First Published: 1988
228 pages

Appin Dungannon was back in front of his computer monitor scowling at the words "Tratyn Runewind." The evening had not been altogether unpleasant. He had tossed and gored several obnoxious fans, and he had quite enjoyed the exercise of heaving folding chairs at an incarnation of his cretinous Rune warrior. He had been in quite a venomous mood that evening, probably because of the chapter he´d been working on before dinner, but now it was time to write the most hackneyed part of a Runewind book, the ending. He should be able to knock it off in an hour or two, and that would leave the early morning for proofing and final corrections, which need not be too extensive. Some post-teen English major enslaved to the publisher to proof copy could go through and make sure that Runewind´s horse was not black on one page and brown on another. Really he didn´t know why they bothered. The demented fans who read the series had hours of fun devising plausible explanations for his sloppiest screw-ups.

About the Book

Sharyn McCrumb´s Bimbos of the Death Sun is a strange work. Ostensibly a mystery novel complete with a murder and an array of suspects with plausible motives, it won an Edgar Award in 1988 for Best Original Paperback Mystery. Although we follow the plot, curious to know who killed famed novelist Appin Dungannon and why, the fact is that what happens in this novel is in some ways much less important than where it happens. Bimbos of the Death Sun is not a mystery that merely happens to be set at a science fiction and fantasy convention; it´s a novel about a particular, peculiar American subculture, and it just so happens that a murder and investigation occur while the Trekkies and Dungeon Masters are convening to buy and sell memorabilia and don their hobbit costumes.

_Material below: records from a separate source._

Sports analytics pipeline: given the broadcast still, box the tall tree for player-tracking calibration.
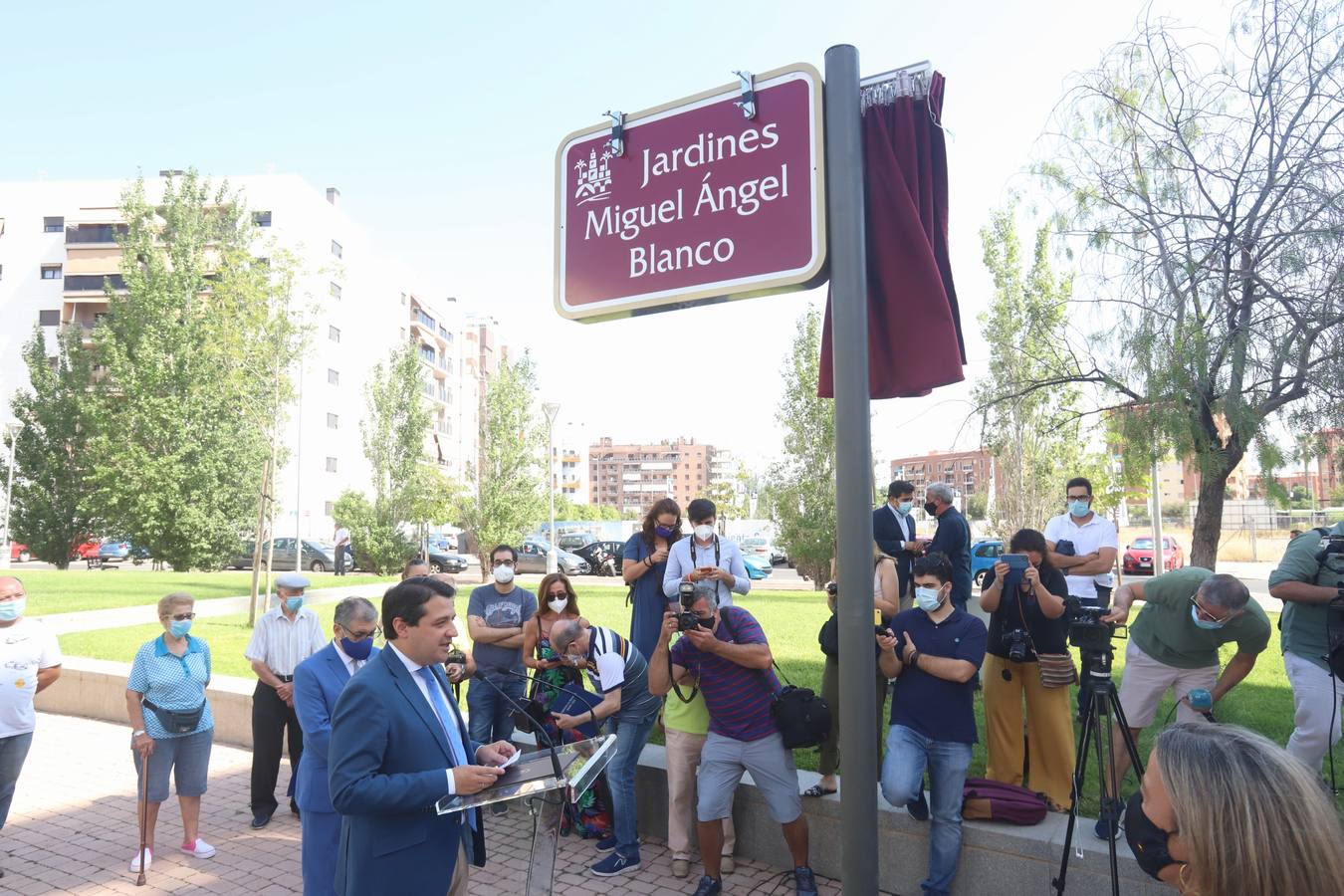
[1000,0,1344,566]
[462,353,547,576]
[11,327,96,569]
[86,172,301,569]
[975,205,1106,535]
[771,308,836,588]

In fact, the novel is really a parody of that culture and, as such, it has garnered understandably ambivalent reviews from the science fiction and fantasy community it caricatures. The perspective of the novel is decidedly that of an outsider´s. The protagonist is a man named James Owen Mega who, under the pseudonym Jay Omega has published a science fiction novel named Bimbos of the Death Sun. Omega, though, is no science fiction fanatic or frequenter of conventions He and his girlfriend, Dr. Marion Farley, are both professors at a local university, and Omega wrote the novel in his spare time as a fictionalized account of his scientific research. The reader, therefore, experiences the convention´s peculiarities and surprises along with the bewildered and amazed professors. .

The pair represents, in some ways, two different approaches to the pageantry of obsession and fantasy that swirl around them. Omega, as a guest author and conference V.I.P., tries to tread lightly around the customs and peculiarities of the sci-fi aficionados so as not to offend or become too involved. Marion, as a professor of comparative literature, casts a more critical eye on the proceedings, giving the touted big-shots and aspiring authors little credibility.

McCrumb, however, also tempers the satire somewhat with her choice of protagonists. By informing us that Marion actually teaches a course on science fiction and fantasy novels at the university, McCrumb is careful to acknowledge that science fiction is a legitimate literary genre. Like any legitimate literary genres, it has its noteworthy practitioners (Tolkein, Asimov) as well as its charlatans (the terrible Appin Dungannon). Her target, McCrumb wants us to know, is not the works themselves but the obsessive culture that springs up around the works, and by making the shy, bookish Jay Omega her sympathetic protagonist, McCrumb is also making it clear that her target is not simply the socially maladroit. The satire is directed, rather, at people who have made these escapist fantasies a life obsession.